Ms Menchu has campaigned extensively on behalf of the indigenous peoples making up the bulk of Guatemala's peasant class. She painted a searing portrait of poverty and oppression in her book I, Rigoberta Menchu, which was first published in Spain in 1983.

Against the background of a bitter dispute between her family and the local landowners, she claims to have been denied all education, and to have watched a younger brother die of starvation and another being burnt alive by troops. Her book also details her pre-teenage years toiling in the fields while participating in an underground protest movement.

But many of these claims were either exaggerated, impossible to verify or were simply fabricated, according to Dr David Stoll, who has conducted almost a decade of research in and around Ms Menchu's home town of San Miguel Uspantan in north-west Guatemala.

The land dispute, according to Dr Stoll's account, Rigoberta Menchu and the Story of All Poor Guatemalans, had nothing to do with wealthy landowners. Instead, it pitted Ms Menchu's father against his in-laws' family. Dr Stoll's findings were reported at length and largely corroborated in yesterday's New York Times.

Far from being unschooled, former teachers and other witnesses said Ms Menchu was educated up to middle-school level and spent a number of years as a scholarship student at a Catholic boarding school. Because she was away with the nuns, it seems highly unlikely that she was also working eight months of the year in the coffee and cotton fields and working as a secret political organiser.

The account of the younger brother dying of hunger wasrejected by one of Ms Menchu's older brothers.

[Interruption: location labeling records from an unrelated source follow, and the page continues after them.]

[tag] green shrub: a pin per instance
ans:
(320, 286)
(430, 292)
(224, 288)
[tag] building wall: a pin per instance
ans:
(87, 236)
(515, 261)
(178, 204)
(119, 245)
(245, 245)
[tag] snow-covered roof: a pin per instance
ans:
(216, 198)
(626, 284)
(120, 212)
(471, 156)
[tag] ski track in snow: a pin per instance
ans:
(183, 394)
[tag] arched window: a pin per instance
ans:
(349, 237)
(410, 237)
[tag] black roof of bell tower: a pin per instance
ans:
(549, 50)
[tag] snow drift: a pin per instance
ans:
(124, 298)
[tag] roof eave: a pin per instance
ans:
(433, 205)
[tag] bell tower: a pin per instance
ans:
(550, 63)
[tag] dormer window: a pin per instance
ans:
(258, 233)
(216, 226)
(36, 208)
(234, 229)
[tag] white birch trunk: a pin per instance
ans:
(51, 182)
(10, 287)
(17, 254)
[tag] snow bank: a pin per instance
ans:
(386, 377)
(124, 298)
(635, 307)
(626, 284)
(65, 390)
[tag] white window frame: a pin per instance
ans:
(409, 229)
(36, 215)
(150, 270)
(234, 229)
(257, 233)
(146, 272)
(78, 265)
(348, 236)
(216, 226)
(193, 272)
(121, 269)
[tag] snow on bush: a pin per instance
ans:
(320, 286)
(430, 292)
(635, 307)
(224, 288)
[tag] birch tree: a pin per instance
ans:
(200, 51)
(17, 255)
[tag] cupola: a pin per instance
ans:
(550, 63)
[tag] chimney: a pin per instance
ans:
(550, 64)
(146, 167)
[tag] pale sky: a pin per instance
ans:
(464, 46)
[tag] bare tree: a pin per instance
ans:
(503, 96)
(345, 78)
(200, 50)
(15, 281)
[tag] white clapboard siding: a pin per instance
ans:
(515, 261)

He told a New York Times reporter he had two siblings who died in infancy but they were both older than Rigoberta and had died long before she was born. As for the brother whom she said was burnt in front of her and her parents, neighbours and family members say he was kidnapped, handed over to the army and killed far away from his loved ones. Nobody recalled the mass killing in the village that Ms Menchu described.

Nobody doubts the metaphorical truth of Ms Menchu's account, however, as suffering and oppression were all too real, both in her family and in the lives of the peasants among whom she grew up.

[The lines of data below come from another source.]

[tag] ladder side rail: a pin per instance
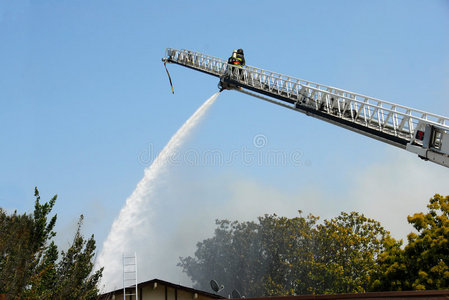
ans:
(383, 115)
(278, 83)
(380, 114)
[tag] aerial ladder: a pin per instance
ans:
(416, 131)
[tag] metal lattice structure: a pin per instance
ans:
(411, 129)
(130, 276)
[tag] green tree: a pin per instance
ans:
(30, 267)
(345, 254)
(424, 262)
(287, 256)
(232, 257)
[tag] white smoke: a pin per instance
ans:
(134, 229)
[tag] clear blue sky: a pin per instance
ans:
(84, 98)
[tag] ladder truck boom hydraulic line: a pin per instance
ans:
(422, 133)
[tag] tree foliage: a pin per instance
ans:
(30, 266)
(287, 256)
(424, 262)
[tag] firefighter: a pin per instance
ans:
(237, 59)
(240, 57)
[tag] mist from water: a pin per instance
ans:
(133, 230)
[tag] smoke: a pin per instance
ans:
(137, 228)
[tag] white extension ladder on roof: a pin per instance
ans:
(130, 276)
(420, 132)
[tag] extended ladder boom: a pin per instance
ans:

Challenged about Dr Stoll's findings, she described her book, accurately, as being "part of the historical memory and patrimony of Guatemala".

But the apparent discrepancies raise questions about the degree of myth used and whether Ms Menchu's book is an autobiography or a propaganda weapon to aid the struggle of Guatemala's indigenous peoples. She has repeatedly refused to answer detailed questions about Dr Stoll's findings. Dr Stoll concludes that she "drastically revised the pre-war experience of her village to suit the needs of the revolutionary organisation she had joined".

The new evidence raises questions about Ms Menchu's Nobel Peace Prize, awarded in 1992 for the attention she was able to draw to the Guatemalan situation as a direct result of the popularity of her book. For now, the Nobel Committee in Oslo says there is no question of revoking the prize.

"All autobiographies embellish to a greater or lesser extent," the institute's director, Geir Lundestad, told the New York Times. He said Ms Menchu's achievements went far beyond the authorship of her book.